Last updated: July 8, 2026

1. Scope and Purpose

This Data Processing Agreement (“DPA”) forms part of the Terms of Use between PreThink Labs e.U. (“Processor,” “we,” “us”) and the entity subscribing to the Service (“Controller,” “you,” “your”). This DPA governs the processing of personal data by the Processor on behalf of the Controller in connection with the PreThink service.

This DPA is entered into pursuant to Article 28 of the General Data Protection Regulation (EU) 2016/679 (“GDPR”) and applies to all personal data processed by the Processor on behalf of the Controller.

2. Definitions

  • “Personal Data” means any information relating to an identified or identifiable natural person processed by the Processor on behalf of the Controller through the Service.
  • “Processing” means any operation performed on Personal Data, including collection, storage, retrieval, use, transmission, erasure, or destruction.
  • “Sub-processor” means any third party engaged by the Processor to process Personal Data on behalf of the Controller.
  • “Data Breach” means a breach of security leading to the accidental or unlawful destruction, loss, alteration, unauthorized disclosure of, or access to Personal Data.

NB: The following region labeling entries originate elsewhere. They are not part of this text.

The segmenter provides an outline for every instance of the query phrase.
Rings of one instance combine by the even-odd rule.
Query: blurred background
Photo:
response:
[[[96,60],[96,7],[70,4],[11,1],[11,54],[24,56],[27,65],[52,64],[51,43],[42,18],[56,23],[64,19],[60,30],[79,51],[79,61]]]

3. Data Processing Details

Subject MatterAI prompt engineering, output review, and coaching services
DurationFor the term of the service agreement plus any legally required retention period
Nature & PurposeProcessing user-submitted prompts, generating AI outputs, scoring, and providing coaching analytics
Categories of DataEmail addresses, user-submitted prompts and context, AI-generated outputs, session metadata, usage scores
Data SubjectsController’s authorized end users of the Service

4. Processor Obligations

The Processor shall:

  • Process Personal Data only on documented instructions from the Controller, including transfers to third countries
  • Ensure that persons authorized to process Personal Data have committed to confidentiality obligations
  • Implement appropriate technical and organizational security measures as described in Section 7
  • Not engage another processor without prior specific or general written authorization of the Controller
  • Assist the Controller in responding to data subject rights requests
  • Delete or return all Personal Data upon termination of the service, at the Controller’s choice
  • Make available all information necessary to demonstrate compliance with these obligations

5. Controller Obligations

The Controller shall:

  • Ensure a lawful basis exists for the processing of Personal Data
  • Provide documented processing instructions to the Processor
  • Ensure data subjects are informed about the processing in accordance with GDPR Articles 13 and 14
  • Ensure that the use of the Service complies with applicable data protection laws

6. Sub-processors

The Processor currently engages the following categories of Sub-processors:

Sub-processorPurposeLocation
Cloud Infrastructure ProviderDatabase hosting, authentication, backend functionsUnited States
AI Model Providers (OpenAI, Google, Anthropic)AI prompt processing and output generationUnited States
Stripe Payments Europe, Ltd. (“Stripe”)Payment processingUnited States

The Processor will notify the Controller of any intended changes to Sub-processors, giving the Controller the opportunity to object. If using the Bring Your Own Key (BYOK) feature, AI requests are routed directly to the Controller’s own AI provider account, bypassing PreThink’s AI sub-processors.

7. Security Measures

The Processor implements the following technical and organizational measures:

  • Access Control: Row-Level Security (RLS) ensures data isolation between users at the database level.
  • Encryption: All data is encrypted in transit (TLS/SSL). When an AI model is accessed via the user’s own API key, data is additionally encrypted at rest using zero-knowledge encryption.
  • Authentication: JWT-based authentication with secure token management.
  • Audit Logging: All administrative database access is logged with timestamps, action type, and target identifiers for accountability and compliance verification.
  • API Key Security: User-provided API keys (BYOK) are stored encrypted and accessible only to the key owner via RLS policies.
  • Minimized Admin Access: Administrative access to user data is restricted to service operation, security investigations, and legal compliance. All such access is audit-logged.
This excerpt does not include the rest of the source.